Zahlreiche Studien haben die komplexe Beziehung zwischen Einkommensungleichheit nach der Entwicklung und Armut aufgezeigt.
Allerdings hat die Einkommensungleichheit in den Industrieländern seit den 1960er Jahren sogar zugenommen, was bei vielen Menschen Zweifel an Kuznets Theorie aufkommen lässt. Der französische Ökonom Thomas Piketty argumentiert, dass der Rückgang der Einkommensungleichheit in der ersten Hälfte des 20. Jahrhunderts eher auf eine Umstrukturierung des Wohlstands während der Kriege und der Großen Depression zurückzuführen sei und nicht auf den von Kuznets beschriebenen normalen Wirtschaftsprozess.
Die mit der Kuznets-Kurve in Einklang zu bringenden Beweise werden zunehmend schwieriger zu finden, insbesondere bei der Bewertung der Einkommensungleichheit zwischen den Ländern. Kritiker sind der Ansicht, dass die Entstehung dieser U-förmigen Kurve nicht auf die Gesetze der wirtschaftlichen Entwicklung zurückzuführen sei, sondern auf Unterschiede im historischen Hintergrund und im wirtschaftlichen Entwicklungsstadium der einzelnen Länder zurückzuführen sei.
Pikettys Forschungen zufolge hat die Einkommensungleichheit in einigen wohlhabenden Ländern im 21. Jahrhundert das Niveau des frühen 20. Jahrhunderts überschritten.
Auch die Entstehung des asiatischen Wirtschaftswunders stellt die Gültigkeit der Kuznets-Kurve in Frage. Das schnelle Wirtschaftswachstum dieser Länder ging nicht mit einer Zunahme der Einkommensungleichheit einher; im Gegenteil, die Lebenserwartung nahm weiter zu und die Armutsraten sanken. Der Wissenschaftler Joseph Stiglitz weist darauf hin, dass dies darauf zurückzuführen sei, dass diese Länder rasch wieder in Landreformen und allgemeine Bildung investierten und dadurch den Lebensstandard der einfachen Bevölkerung verbesserten.
Darüber hinaus weist die Studie darauf hin, dass das Modell der Kuznets-Kurve bei der Diskussion der Beziehung zwischen Handelsliberalisierung und Ungleichheit möglicherweise nicht mehr anwendbar ist. Die Erfahrungen einiger Länder zeigen, dass sich eine offene Handelspolitik unterschiedlich auf die Einkommensverteilung auswirkt. In einigen Ländern ist die Ungleichheit sogar größer.

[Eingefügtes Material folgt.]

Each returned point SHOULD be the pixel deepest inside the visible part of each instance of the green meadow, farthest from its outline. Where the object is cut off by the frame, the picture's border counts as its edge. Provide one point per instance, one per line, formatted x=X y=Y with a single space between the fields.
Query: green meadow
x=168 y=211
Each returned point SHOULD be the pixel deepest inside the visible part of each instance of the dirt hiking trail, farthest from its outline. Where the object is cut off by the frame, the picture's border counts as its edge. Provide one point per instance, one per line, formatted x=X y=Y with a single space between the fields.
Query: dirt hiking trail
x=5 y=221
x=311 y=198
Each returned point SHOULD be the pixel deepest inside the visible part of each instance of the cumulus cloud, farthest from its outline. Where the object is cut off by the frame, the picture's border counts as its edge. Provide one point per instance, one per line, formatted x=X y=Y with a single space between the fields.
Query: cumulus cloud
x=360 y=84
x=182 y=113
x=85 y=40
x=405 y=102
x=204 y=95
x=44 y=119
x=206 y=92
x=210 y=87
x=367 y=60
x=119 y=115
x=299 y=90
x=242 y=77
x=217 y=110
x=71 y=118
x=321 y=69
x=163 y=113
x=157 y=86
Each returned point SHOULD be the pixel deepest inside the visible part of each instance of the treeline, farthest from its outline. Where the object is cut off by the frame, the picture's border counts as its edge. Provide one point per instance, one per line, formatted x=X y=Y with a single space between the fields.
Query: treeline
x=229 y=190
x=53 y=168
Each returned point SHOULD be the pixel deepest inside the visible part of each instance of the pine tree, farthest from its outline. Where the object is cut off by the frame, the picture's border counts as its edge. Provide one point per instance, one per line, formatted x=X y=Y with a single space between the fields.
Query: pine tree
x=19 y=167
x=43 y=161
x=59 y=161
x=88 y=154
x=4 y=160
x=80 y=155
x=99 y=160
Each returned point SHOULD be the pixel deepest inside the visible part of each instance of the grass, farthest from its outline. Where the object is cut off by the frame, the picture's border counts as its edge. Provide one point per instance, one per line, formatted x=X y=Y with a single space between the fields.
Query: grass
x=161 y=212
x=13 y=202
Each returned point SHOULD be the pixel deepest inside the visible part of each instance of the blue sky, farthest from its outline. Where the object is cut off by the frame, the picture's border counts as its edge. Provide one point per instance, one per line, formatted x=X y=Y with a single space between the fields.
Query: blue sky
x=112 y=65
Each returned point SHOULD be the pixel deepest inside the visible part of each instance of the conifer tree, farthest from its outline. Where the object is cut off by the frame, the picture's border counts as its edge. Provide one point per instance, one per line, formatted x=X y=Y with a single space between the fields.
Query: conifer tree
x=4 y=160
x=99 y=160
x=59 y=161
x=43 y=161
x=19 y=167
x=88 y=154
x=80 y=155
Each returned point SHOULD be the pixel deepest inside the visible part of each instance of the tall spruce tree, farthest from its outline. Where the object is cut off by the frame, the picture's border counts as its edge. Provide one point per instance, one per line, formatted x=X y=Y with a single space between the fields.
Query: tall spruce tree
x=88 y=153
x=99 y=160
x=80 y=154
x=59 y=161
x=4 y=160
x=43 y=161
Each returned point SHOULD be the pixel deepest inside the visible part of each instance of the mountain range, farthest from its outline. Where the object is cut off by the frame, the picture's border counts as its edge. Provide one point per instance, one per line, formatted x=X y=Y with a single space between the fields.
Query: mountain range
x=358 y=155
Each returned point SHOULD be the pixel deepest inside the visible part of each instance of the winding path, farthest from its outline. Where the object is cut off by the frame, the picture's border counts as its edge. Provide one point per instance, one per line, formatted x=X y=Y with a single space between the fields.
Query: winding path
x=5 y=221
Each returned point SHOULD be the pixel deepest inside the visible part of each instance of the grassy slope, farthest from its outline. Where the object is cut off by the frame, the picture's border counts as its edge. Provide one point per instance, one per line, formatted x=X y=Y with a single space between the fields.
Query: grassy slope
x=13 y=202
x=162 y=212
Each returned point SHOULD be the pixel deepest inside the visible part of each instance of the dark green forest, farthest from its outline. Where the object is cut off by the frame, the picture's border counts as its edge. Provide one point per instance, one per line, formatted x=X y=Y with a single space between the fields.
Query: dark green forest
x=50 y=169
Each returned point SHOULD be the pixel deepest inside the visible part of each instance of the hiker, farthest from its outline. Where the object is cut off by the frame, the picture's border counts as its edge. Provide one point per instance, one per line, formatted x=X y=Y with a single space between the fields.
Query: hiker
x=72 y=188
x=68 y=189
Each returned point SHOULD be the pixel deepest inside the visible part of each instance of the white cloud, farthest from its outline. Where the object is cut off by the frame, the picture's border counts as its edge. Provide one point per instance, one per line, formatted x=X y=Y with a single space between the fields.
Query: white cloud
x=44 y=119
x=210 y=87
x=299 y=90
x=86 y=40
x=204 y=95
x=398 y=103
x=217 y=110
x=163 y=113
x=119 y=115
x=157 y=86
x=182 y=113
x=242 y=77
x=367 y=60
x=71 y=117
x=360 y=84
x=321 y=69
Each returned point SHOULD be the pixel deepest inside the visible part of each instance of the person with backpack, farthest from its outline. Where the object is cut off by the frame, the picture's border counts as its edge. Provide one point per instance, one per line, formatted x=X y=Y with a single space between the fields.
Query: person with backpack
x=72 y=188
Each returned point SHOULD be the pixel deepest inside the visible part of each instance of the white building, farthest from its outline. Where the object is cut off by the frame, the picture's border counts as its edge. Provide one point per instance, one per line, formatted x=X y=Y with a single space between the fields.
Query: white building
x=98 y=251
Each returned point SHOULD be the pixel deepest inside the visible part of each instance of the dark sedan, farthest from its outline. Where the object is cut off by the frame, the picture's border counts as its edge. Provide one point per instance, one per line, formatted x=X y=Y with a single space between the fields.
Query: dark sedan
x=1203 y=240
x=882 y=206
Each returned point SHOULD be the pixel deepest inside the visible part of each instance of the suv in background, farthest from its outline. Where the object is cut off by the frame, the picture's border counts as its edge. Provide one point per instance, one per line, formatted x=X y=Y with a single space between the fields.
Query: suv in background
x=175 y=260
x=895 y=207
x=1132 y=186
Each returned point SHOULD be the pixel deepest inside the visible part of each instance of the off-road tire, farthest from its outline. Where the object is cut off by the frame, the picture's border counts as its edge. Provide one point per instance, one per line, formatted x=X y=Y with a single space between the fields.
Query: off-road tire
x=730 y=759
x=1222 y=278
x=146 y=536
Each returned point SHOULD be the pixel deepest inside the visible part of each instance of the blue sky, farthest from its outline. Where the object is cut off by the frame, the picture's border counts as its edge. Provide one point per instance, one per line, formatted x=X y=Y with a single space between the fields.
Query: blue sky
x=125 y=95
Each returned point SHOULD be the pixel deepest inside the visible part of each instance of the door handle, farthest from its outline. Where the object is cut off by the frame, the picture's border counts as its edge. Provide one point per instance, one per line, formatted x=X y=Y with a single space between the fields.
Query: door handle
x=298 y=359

Die Umwelt-Kuznets-Kurve wirft eine damit verbundene Frage auf: Wie verändert sich die Umweltqualität, wenn die Wirtschaft wächst? Zahlreiche Studien haben gezeigt, dass die Beziehung zwischen Umweltverschmutzung und wirtschaftlicher Entwicklung eine umgekehrte U-Form aufweist, d. h. in den frühen Phasen der wirtschaftlichen Entwicklung nimmt die Umweltqualität ab, aber wenn das Einkommen ein bestimmtes Niveau erreicht, verbessert sich die Umweltqualität allmählich.
Studien haben gezeigt, dass Umweltindikatoren wie Luftverschmutzung und Wasserqualität vom Wirtschaftswachstum beeinflusst werden und einen umgekehrt U-förmigen Trend aufweisen.
Allerdings ist die Anwendbarkeit der Umwelt-Kuznets-Kurve auch umstritten, insbesondere im Hinblick auf die globale Umweltverschmutzung und den Erhalt der Artenvielfalt. Viele Kritiker weisen darauf hin, dass sich die Umweltzerstörung nur schwer in einer Kurve zusammenfassen lässt, weil sich die durch die Industrialisierung verursachten Verschmutzungsprobleme in Zukunft wahrscheinlich noch weiter verschärfen werden.
Entspricht die Theorie der Kuznets-Kurve in diesem Zusammenhang noch der Realität der gegenwärtigen globalen wirtschaftlichen und sozialen Veränderungen? Sollten wir bei der Erforschung der Ursachen der Einkommensungleichheit die Anwendbarkeit und die Grenzen dieser Annahme überdenken?